The opening track “The Power of a Magnetic Heart” typifies the sound of things to come on this record, that is heaps of space, tempered with sparse riffs at the opening that continue to drift around , gentle lullaby picking that suddenly breaks into over driven guitar chugs, yet somehow still being subdued and relaxed. The vocals are strong but minimal, painting over the instrumental sound but not blocking it out, which falls into a plethora of clockwork like changes. The real beauty of this track is that what Wellness does in 2 minutes others would drag out into 5 or 6 minutes, another standard that follows through on the ensuing pieces. “Only on the Weekends” is filled with ghostly processed moans that crawl around in the background behind the strong drums and simple riffs, the vocals picking up and soaring off into space, the song then falling into robotic thumps of feedback and distortion, out of which the wavering guitar melodies echo. The poppy choruses give real dynamics to the overall product, being both uplifting and optimistic
“Birds” is a more down beat affair, sound akin to fellow New Yorkers Interpol, crashing and spacey echoed guitar with somber funeral march vocals, heavy snare and tom sounds giving an almost electronic feel to the drums, with a thundering bass lime muted under the surface.
The title track “Replace, Rewire” is suitably haunting, peppered with stark feedback, a whisper filled piece that flowers into a Phil Spector style wall of sound. Bold piano melodies and steadily building guitars give a bright almost evangelical sound, semi reminiscent of the now defunct Remy Zero (responsible for ‘The Smallville’ theme track).

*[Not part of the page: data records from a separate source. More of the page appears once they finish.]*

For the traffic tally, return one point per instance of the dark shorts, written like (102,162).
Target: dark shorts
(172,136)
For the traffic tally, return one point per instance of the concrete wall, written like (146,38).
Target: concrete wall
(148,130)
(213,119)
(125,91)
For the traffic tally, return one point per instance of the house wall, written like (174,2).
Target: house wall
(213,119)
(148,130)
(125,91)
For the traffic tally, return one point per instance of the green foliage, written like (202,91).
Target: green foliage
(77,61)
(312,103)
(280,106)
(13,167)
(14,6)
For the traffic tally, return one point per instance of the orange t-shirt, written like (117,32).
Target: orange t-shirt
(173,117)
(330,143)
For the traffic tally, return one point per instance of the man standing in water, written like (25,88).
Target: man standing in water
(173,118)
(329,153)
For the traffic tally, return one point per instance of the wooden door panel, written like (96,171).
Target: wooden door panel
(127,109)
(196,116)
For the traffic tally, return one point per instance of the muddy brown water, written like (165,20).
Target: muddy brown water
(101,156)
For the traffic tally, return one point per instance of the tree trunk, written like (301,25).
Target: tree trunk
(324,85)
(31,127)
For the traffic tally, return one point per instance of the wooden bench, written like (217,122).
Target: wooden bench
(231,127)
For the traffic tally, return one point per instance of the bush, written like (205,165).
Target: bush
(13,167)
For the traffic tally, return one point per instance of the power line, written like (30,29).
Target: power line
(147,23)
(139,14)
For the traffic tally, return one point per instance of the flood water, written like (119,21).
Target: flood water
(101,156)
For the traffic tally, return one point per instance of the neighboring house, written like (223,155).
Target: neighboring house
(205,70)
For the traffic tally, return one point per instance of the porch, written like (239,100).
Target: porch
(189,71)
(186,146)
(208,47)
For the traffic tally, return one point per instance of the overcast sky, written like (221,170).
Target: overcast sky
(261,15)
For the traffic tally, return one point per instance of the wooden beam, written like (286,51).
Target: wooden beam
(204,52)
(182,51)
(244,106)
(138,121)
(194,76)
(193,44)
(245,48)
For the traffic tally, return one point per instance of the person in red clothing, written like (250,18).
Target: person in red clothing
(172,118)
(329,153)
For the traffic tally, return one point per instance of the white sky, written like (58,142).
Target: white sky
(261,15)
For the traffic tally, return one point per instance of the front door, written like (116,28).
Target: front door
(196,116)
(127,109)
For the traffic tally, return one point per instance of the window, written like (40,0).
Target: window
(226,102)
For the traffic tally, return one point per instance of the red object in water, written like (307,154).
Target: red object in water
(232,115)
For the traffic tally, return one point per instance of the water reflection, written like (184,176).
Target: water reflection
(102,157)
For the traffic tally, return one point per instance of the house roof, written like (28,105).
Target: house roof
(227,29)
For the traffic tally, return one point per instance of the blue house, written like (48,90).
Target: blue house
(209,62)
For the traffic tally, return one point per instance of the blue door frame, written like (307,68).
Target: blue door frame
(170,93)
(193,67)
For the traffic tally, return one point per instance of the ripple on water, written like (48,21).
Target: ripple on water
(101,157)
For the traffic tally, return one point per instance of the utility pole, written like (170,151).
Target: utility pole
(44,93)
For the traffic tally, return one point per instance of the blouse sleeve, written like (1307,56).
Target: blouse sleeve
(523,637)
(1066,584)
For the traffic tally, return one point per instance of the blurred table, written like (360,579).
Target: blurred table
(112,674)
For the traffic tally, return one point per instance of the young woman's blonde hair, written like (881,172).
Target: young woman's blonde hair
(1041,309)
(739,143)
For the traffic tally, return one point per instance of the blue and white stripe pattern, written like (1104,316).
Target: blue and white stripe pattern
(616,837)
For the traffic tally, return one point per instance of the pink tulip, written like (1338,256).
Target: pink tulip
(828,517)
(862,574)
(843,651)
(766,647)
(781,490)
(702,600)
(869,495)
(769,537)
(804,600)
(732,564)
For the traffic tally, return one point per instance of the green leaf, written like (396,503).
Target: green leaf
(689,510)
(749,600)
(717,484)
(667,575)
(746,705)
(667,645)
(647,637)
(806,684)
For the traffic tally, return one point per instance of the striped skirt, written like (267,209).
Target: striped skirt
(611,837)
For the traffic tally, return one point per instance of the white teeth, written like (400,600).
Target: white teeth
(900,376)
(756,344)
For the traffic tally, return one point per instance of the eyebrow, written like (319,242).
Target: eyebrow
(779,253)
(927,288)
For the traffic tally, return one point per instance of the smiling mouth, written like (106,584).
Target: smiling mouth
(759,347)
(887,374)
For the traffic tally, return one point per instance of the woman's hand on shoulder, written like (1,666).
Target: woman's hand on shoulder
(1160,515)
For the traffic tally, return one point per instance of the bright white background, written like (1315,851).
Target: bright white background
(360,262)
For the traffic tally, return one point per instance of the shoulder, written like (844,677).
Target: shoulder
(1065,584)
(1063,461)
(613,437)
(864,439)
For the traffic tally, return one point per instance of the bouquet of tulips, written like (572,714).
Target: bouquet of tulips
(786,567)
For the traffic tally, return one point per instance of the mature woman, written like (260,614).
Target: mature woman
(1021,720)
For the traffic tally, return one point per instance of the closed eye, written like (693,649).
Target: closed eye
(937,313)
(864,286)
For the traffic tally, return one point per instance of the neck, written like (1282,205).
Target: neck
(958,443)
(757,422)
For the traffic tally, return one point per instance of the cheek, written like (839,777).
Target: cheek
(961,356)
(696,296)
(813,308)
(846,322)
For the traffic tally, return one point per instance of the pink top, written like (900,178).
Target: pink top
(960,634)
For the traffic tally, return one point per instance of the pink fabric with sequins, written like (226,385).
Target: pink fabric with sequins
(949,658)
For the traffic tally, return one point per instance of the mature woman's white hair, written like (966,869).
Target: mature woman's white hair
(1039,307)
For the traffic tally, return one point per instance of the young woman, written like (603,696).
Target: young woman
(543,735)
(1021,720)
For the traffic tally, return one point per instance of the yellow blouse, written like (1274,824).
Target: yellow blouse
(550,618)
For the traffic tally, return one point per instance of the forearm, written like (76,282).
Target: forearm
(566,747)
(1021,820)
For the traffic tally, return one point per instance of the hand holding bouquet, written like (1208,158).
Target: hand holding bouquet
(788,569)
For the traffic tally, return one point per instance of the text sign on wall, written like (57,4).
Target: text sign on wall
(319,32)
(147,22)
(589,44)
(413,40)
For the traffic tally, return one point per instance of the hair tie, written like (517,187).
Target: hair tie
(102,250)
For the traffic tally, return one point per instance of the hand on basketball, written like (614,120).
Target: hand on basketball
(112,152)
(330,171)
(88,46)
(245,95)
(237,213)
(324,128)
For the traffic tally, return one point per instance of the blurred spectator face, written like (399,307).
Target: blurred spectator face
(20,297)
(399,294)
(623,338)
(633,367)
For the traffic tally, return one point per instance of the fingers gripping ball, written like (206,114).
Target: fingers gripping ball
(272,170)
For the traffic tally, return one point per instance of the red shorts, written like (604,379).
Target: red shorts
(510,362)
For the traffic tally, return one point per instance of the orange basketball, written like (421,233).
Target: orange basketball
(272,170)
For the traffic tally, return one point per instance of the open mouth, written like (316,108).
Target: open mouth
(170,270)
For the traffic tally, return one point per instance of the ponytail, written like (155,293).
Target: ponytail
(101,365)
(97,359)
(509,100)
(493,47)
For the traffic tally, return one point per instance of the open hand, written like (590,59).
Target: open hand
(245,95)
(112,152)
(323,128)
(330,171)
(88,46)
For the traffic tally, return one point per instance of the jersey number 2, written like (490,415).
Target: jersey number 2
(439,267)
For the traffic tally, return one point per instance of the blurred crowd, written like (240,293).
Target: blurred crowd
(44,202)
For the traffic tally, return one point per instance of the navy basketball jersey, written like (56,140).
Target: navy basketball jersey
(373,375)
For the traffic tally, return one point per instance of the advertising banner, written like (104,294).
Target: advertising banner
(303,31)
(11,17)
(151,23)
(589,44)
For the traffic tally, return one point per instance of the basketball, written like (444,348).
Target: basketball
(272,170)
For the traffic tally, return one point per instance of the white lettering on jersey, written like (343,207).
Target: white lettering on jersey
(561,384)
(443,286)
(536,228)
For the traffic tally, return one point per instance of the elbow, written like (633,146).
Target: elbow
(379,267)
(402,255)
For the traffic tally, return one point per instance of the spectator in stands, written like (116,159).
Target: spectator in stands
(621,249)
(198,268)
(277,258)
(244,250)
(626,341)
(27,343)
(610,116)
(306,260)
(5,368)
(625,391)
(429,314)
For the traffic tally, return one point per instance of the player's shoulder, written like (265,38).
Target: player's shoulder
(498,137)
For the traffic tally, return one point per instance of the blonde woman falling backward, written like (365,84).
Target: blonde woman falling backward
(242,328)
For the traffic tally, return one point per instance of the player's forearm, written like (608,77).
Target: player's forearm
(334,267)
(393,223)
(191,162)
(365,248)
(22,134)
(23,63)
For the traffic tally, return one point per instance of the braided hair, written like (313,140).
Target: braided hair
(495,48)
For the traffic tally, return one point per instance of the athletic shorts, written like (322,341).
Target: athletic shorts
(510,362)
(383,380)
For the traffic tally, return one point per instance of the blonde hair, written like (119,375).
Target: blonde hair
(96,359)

“Cannonball(somewhere in between)” has a sound that is more along the lines of Joy Division, especially in terms of the baritone vocals dusted over with gentle guitar melodies. “In The Worst of Ways” is spaced out, delay drenched effort that still manages to have a driving beat with an unsettling undercurrent that drives away with a chugging steam train drum beat ascended only to fall into a ravine of distortion and static, leading through a jigsaw labyrinth of smaller changes and shifts. “An Immediate Loss of Air” is a calmer synthesizer driven, almost Dream Pop, piece. The beat is almost Hip Hop, stark drums over which synthesizers and the ghostly guitar lines drift before being engulfed in more euphoric choruses. “The Surprise is Everything” has a definite somber feel to the guitar chords chosen and melodies that creep around yet this nicely juxtaposes with the full bodied upbeat choruses. “Battleships” is both frantic and dense at it’s beginning, falling away into drums rolls and sounds like a radio tuning in and out, mushrooming into an cloud of distortion, crashing beats and guitar riffs that echo off into eternity.
Again and again the ambient atmosphere on ‘Replace, Rewire’ suggests meticulous studio work and production detail; an empty void at the heart of the record’s sound betraying meticulous attention reminiscent of the sparse and eerie sound Martin Hannett created on Joy Division’s ‘Unknown Pleasures’. The vocal parts are less rather than more, not dominating or crowding the music. The instruments are not there to carry the words, rather the vocals and music support each other in an equality that is indicative of the over all symmetry (such as there being nine tracks, equally dividing into threes), suggesting the possibility of a Math Rock approach on the record.
There seems to almost be a set format for each song, beginning with sparse beats and riffs building to soaring choruses, every song forming mini epics that never last too long, Rather than getting tired or repetitive the results are always interesting and varied, up there with Radiohead’s style of Post Rock, also sounding akin to Modest mouse and afore mentioned fellow New Yorkers Interpol. Wellness certainly warrants some attention and with luck and more hard work will continue to so in years to come.